Instead of spending their sunny Saturday afternoons outside, community members gathered at the United Church of Chapel Hill for a screening of the 2014 documentary “Pardons of Innocence: The Wilmington Ten.”
Co-sponsored by the Town of Chapel Hill’s Justice in Action committee, the Chapel Hill-Carrboro NAACP and the Orange Organizing Against Racism Alliance, the event featured a showing of the film and a discussion panel with filmmaker Cash Michaels and Irving Joyner, a professor of law at North Carolina Central University.
The story of the "Wilmington Ten" follows 10 civil rights activists – eight African-American high school students, an African-American minister and a white social worker – who were wrongfully convicted of arson and conspiracy in 1971 following school boycotts to protest unfair treatment in integrated schools.
Together, the Wilmington Ten were sentenced to a total of 282 years in prison. Following their incarceration, the case gained international legal attention as key witnesses in the case recanted their testimonies.
The cases were ultimately overturned on a legal technicality in 1980 by the 4th U.S. Circuit Court of Appeals. In 2012, North Carolina governor Beverly Perdue officially pardoned the Wilmington Ten.
Director Cash Michaels said the film became an unexpected passion.
“Let’s face it, this is a story that folks in North Carolina really don’t want told,” Michaels said. “'That's okay, they got a pardon, let’s forget about it and just go on with life,' — and so when people see it for the first time, they are in shock. I just watch people learn and eat it all up.”
In response to a question asked by an audience member after the screening, Michaels said showing the film to younger students is the way the story will carry on.
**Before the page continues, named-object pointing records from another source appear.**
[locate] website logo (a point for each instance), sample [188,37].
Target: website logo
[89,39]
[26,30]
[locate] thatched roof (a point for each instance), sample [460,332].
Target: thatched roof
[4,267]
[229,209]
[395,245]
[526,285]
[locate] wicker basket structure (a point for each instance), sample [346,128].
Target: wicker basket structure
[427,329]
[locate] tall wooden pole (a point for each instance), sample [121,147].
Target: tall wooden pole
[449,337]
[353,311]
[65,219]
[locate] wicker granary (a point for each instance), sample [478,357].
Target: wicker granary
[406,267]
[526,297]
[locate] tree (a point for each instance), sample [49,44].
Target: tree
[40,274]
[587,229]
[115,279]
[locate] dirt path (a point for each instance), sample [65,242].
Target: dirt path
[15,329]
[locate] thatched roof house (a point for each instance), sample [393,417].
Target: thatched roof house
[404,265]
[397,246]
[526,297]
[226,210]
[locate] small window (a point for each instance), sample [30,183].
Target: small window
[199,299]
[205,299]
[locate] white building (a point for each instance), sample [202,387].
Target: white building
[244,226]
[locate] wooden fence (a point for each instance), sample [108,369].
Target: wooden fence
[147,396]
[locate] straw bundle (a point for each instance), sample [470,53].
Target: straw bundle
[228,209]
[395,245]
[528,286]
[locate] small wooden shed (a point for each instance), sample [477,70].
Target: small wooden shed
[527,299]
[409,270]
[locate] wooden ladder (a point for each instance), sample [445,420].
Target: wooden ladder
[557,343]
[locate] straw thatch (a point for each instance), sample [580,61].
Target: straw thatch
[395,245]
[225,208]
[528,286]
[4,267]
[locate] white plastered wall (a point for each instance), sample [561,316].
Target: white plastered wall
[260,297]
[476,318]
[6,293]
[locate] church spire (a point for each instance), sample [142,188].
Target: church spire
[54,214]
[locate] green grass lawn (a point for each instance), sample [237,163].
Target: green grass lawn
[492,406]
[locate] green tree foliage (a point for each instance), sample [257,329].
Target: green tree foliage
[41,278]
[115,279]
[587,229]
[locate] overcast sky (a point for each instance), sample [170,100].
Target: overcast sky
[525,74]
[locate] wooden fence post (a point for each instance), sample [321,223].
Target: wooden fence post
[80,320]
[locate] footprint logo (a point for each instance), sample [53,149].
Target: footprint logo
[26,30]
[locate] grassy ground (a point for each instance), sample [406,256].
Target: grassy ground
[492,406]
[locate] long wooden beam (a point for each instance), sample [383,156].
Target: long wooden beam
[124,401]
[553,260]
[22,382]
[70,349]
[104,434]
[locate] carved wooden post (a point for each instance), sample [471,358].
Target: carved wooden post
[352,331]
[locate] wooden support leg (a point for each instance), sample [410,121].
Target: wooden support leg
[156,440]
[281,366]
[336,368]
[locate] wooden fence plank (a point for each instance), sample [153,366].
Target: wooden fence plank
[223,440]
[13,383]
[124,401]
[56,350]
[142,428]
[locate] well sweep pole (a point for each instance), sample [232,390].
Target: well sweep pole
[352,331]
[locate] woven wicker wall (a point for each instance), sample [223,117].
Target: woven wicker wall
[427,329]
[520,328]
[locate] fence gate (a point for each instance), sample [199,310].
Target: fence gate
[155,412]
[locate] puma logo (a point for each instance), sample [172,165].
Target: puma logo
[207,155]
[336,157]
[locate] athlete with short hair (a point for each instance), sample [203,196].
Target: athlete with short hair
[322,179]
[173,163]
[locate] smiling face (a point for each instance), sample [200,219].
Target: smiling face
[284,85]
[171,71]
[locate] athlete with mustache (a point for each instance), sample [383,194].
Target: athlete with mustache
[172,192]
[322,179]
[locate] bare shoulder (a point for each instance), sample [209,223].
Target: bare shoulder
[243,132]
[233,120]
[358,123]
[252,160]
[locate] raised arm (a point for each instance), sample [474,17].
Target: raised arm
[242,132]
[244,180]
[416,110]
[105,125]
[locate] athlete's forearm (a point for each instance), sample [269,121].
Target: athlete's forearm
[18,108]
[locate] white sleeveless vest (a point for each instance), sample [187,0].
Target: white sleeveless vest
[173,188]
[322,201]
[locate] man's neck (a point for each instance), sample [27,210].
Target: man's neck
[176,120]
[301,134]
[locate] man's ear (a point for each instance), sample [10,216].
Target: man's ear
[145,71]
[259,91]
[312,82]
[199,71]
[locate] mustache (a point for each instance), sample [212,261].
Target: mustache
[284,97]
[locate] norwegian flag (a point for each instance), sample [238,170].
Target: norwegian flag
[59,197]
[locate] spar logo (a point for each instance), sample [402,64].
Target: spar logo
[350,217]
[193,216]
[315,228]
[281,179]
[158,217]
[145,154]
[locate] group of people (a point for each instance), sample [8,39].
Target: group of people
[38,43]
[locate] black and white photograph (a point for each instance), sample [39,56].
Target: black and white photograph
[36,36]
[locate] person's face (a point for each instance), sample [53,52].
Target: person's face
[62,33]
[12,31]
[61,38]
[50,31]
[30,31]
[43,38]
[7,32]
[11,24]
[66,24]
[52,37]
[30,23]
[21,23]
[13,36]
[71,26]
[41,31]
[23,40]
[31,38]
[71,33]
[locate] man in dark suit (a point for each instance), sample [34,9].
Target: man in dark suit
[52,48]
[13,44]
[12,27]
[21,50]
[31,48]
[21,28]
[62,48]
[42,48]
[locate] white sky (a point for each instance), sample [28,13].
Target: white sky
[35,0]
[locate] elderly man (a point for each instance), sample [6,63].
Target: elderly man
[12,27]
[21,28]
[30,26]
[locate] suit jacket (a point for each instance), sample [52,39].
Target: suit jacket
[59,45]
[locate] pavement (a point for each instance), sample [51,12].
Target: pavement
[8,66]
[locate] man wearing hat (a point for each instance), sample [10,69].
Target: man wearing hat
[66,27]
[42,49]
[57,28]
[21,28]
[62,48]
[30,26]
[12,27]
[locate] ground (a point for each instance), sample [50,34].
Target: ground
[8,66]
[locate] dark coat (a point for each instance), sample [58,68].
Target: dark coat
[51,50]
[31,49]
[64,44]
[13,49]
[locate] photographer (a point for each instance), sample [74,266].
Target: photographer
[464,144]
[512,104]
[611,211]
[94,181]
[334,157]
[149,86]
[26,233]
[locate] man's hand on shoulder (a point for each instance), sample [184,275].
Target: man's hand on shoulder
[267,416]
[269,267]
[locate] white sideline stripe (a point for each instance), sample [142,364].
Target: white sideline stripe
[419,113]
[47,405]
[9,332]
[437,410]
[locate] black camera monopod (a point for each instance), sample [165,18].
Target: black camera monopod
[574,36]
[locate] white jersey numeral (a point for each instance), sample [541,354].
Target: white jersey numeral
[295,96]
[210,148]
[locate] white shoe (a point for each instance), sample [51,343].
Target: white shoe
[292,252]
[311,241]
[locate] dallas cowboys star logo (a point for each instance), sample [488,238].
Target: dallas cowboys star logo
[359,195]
“(The Wilmington Ten) were kids when all of this happened and this injustice maintained for the better part of their lives, that because of this their lives were literally ruined,” Michaels said. “I think when young people sit there and watch this they can relate to the militancy, they can relate to the injustice, they can relate to the oppression and the fact that you can say something about this and get this message out.”